Facial Recognition, the biggest breakthrough in Biometric identification and security since fingerprints, uses an individual’s facial features to identify and recognize them. A technology that seems too farfetched taken straight from a science fiction novel is now available in smartphones in the palm of our hands. Facial Recognition has gained traction as the primary method of identification whether its mobile phones, smart security systems, ID verification or something as simple as login in a website. Recent strides in facial recognition technologies have made it possible to design, build and implement a facial recognition system ourself. Using Computer Vision and machine learning libraries like Facial Recognition and Dlib, we can create a robust system that can detect faces and then match and identify it with a database of pre-loaded facial data to successfully recognize them. This study conducted a literature review of these aforementioned technologies and various other advancements in the field of computer vision facial recognition by other scholars in their research papers. This paper analyzes domains to understand the working of these machine learning models and their different implementations in facial recognition systems. The research conducted by us during this review will be paramount in creating a proof-of-concept prototype facial recognition system.

Introduction

I. INTRODUCTION

Humans distinguish and identify faces based on location, size and shape of the of facial features such as nose, ears, lips, eyes, cheekbones. Face is highly non rigid and there are a lot of details reflecting individual differences. Generally, face recognition involves 2 phases, face detection and face recognition. Face detection means capturing a or discovering a face in the image. Then it is followed by face recognition. Face recognition is the process of finding the matching face by comparing the faces found in a static image or dynamic videos. It is generally used for the purpose of identification. It is a subset of biometric recognition. Computers that recognize faces could be applied to a wide variety of problems, including criminal identification, security systems, image and film processing, and human-computer interaction.

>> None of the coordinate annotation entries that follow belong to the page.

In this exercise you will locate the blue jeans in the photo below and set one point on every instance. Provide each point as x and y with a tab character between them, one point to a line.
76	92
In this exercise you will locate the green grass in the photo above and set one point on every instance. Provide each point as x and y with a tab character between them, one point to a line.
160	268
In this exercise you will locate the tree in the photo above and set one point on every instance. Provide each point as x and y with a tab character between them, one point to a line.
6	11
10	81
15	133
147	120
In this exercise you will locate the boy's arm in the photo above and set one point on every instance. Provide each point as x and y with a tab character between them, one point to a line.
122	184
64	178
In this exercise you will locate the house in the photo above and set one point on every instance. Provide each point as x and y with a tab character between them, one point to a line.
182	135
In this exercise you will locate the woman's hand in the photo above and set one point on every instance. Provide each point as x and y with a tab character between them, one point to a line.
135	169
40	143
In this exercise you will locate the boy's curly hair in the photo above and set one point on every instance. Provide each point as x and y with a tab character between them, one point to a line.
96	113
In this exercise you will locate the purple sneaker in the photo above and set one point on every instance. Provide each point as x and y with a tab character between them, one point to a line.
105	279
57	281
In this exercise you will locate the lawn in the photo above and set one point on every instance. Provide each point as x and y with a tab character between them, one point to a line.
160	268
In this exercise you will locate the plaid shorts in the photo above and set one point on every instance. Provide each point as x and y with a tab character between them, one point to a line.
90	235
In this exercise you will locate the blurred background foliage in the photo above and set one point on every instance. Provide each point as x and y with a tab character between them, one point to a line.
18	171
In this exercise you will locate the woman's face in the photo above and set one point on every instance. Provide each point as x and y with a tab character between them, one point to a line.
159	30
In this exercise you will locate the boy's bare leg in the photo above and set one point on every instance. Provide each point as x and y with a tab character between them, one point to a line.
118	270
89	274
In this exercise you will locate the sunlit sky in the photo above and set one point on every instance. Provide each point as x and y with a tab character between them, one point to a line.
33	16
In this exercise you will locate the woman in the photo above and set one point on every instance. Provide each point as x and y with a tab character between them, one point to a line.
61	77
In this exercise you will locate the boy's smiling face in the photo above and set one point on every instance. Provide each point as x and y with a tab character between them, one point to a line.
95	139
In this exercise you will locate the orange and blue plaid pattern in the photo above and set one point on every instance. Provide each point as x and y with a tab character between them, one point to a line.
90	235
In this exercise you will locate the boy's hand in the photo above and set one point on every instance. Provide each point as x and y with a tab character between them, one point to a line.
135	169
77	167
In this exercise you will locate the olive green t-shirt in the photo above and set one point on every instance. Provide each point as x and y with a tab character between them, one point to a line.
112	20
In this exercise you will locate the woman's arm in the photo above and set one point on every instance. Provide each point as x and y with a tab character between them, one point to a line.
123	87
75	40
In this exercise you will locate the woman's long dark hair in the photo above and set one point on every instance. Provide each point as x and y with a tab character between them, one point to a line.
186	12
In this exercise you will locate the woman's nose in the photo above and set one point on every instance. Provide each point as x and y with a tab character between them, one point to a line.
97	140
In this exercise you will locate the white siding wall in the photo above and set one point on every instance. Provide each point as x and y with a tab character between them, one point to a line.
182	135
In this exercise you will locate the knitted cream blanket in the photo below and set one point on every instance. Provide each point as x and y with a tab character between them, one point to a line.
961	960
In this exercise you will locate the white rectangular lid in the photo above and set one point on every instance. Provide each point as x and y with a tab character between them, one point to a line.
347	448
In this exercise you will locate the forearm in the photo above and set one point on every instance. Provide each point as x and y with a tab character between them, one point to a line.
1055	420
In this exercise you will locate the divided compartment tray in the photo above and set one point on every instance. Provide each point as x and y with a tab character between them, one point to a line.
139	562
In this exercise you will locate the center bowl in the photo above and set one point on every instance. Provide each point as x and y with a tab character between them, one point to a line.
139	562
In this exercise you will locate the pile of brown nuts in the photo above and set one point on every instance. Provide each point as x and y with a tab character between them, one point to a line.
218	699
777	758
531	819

Face recognition researches began in early 1950’s. Early in 1966, Bledsoe et.al. Studied on the human facial recognition based on pattern recognition and created a new technology. It was the preliminary development of facial recognition technology.  In 1983, Sirovich and Kirby introduced the principal component analysis (PCA) for feature extraction. Using PCA, Turk and Pentland Eigenface were developed in 1991 and is considered a major milestone in technology. Local binary pattern analysis for texture recognition was introduced in 1994 and is improved upon for facial recognition later by incorporating Histograms (LBPH). In 1996 Fisher face was developed using Linear discriminant analysis (LDA) for dimensional reduction and can identify faces in different illumination conditions, which was an issue in Eigenface method.

In 1997, a facial detection system was created which could detect a certain face among the crowd.  Face recognition methods based on machine vision has achieved great results in facial recognition. We need to consider the intra-class changes caused by facial expression, posture, age, location and occlusion, and the inter-class changes caused by different factors like lighting and backdrop. These two changes are very complex and non- linear.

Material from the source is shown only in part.